Desde un comienzo, los socialistas han tenido muy claro que su propósito era el de debilitar los vínculos de carácter privado que unen a la sociedad para sustituirlos por otros de carácter estatal que pudieran manejar y someter más fácilmente. Así, se ha atacado a instituciones tradicionales como la familia, el Ejército, la Iglesia o la idea misma de nación y se ha buscado el enfrentamiento y la división entre los ciudadanos (la última vez hace pocos días a cuenta de la exhortación a la delación de los fumadores).
El resultado de tales intervenciones ha sido una sociedad civil debilitada cuyas libertades pueden ser violentadas y cercenadas sin apenas oposición popular. Es en este contexto de una nueva vuelta de tuerca de planificación social liberticida en el que se inserta la Ley Integral de Igualdad de Trato y No Discriminación que presentó ayer Leire Pajín. Sería un error pensar que este tipo de iniciativas cumplen la función de una cortina de humo ante la crisis, pues, como decimos, no son la anécdota, sino la categoría de la acción de gobierno del PSOE.
La propia ministra de Sanidad ha reconocido que la finalidad de esta ley es "construir una sociedad que no humille a nadie". Sencilla fórmula en la que se reconocen dos rasgos propios de todo abuso estatista del poder: el colectivismo y el constructivismo. Lo primero porque presupone falsamente que es 'la' sociedad la que humilla a alguien, y lo segundo porque el acto de humillar podrá parecernos reprobable desde un punto de vista moral, pero no debería ser materia de sanción o regulación, salvo cuando esa discriminación vaya acompañada de violencia o incitación a la misma (esto es, por genuinas violaciones de derechos humanos).

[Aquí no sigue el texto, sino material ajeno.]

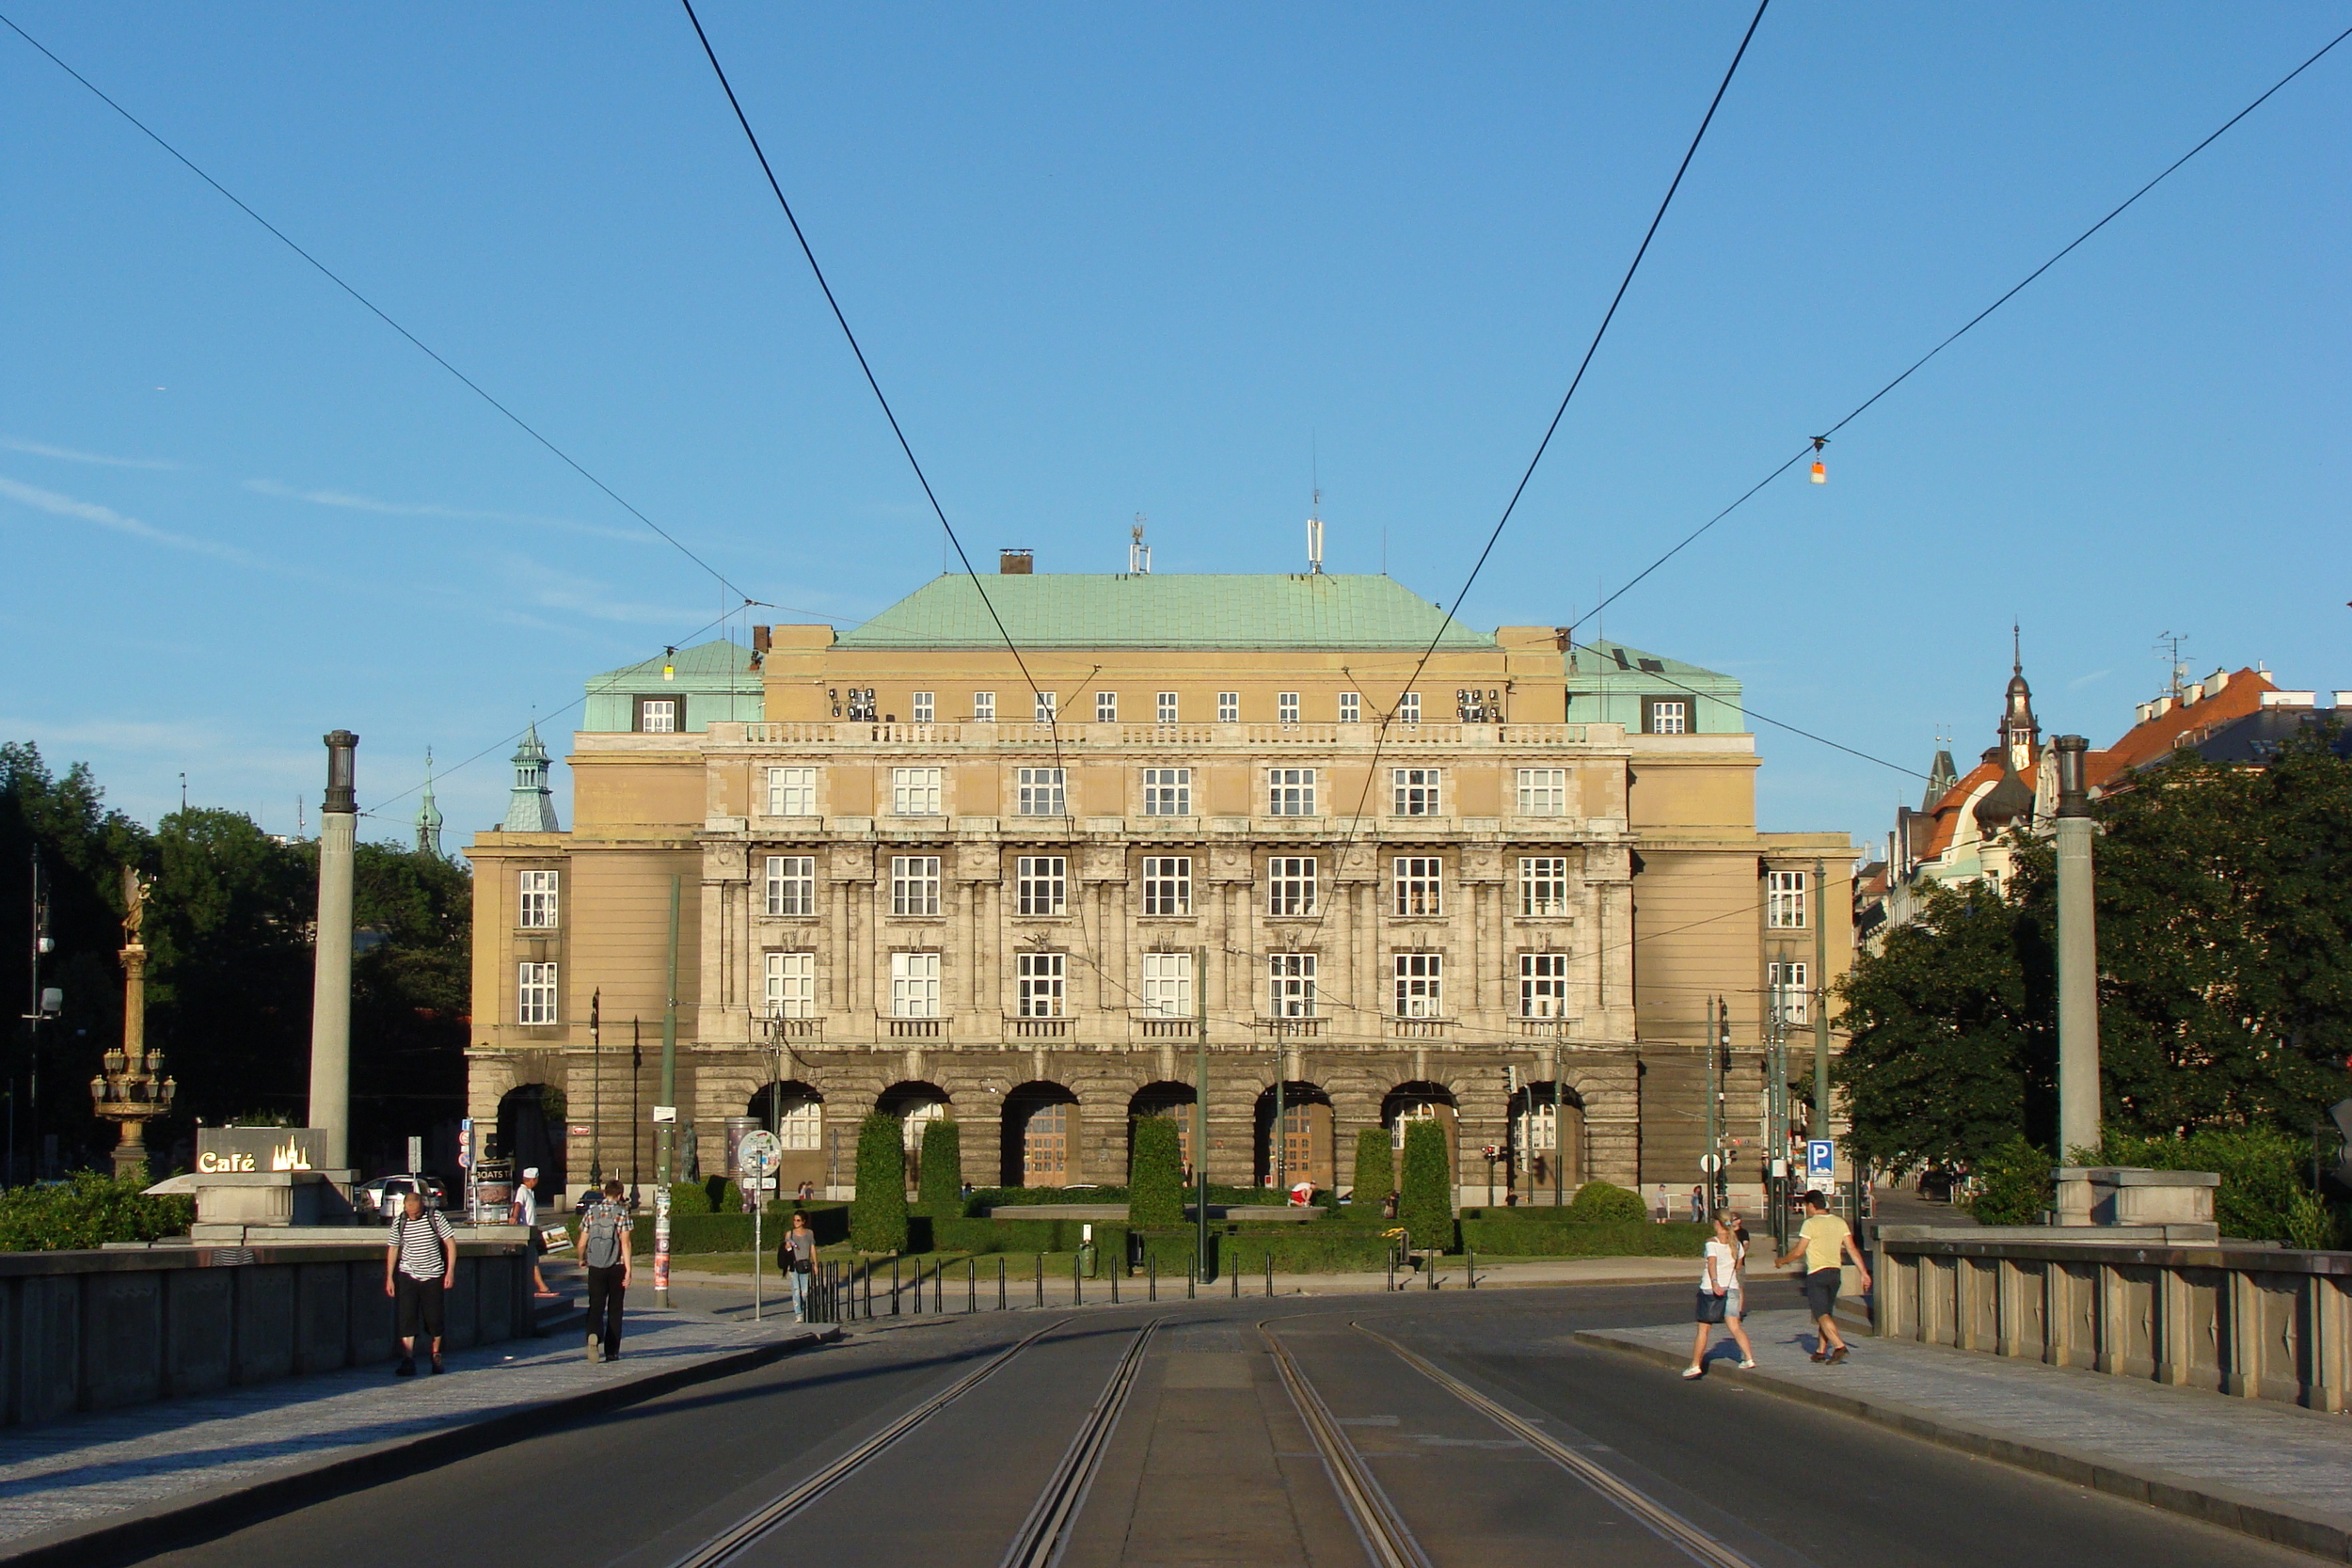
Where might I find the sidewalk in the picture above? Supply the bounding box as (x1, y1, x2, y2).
(0, 1307, 834, 1565)
(1582, 1308, 2352, 1561)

Y si el hecho de que el Estado se ponga a perseguir actitudes que, en su caso, sólo deberían ser censuradas en el ámbito privado ya resulta una agresión a la libertad, tanto más lo es cuando los medios empleados para implementarlo también violan derechos tan básicos como la tutela judicial o la presunción de inocencia. Así, con tal de facilitar que cualquier sentimiento, fundado o no, de discriminación sea objeto de fiscalización, Pajín, por un lado, ha instaurado la prueba diabólica –la presunción de culpabilidad– propia de la Inquisición: es decir, la carga de la prueba recaerá sobre cualquier persona que sea acusada de haber discriminado a otra. Se asume, por tanto, que lo natural es que cualquier individuo discrimine y que tenga que ser castigado y "reeducado" por el Estado.
Por otro, la ley extiende y generaliza de tal manera las causas de discriminación –discriminación por asociación, error, múltiple, acaso discriminatorio...–, como para que casi cualquier comportamiento pueda ser sospechoso de discriminación. Es decir, no sólo se presume la discriminación allí donde ésta se denuncia, sino que se presume para casi cualquier comportamiento es discriminador.
Al final, que nos veamos censurados y reprimidos por hacer un uso legítimo y pacífico de nuestra libertad dependerá de la discrecionalidad del burócrata de turno, de su buena o mala voluntad y de sus prejuicios ideológicos. Un adoquín más en este edificio de inflación legislativa que confunde derechos con servidumbres y que coloca a toda la sociedad dentro del molde ingenieril y visionario de la izquierda autoritaria y antiliberal.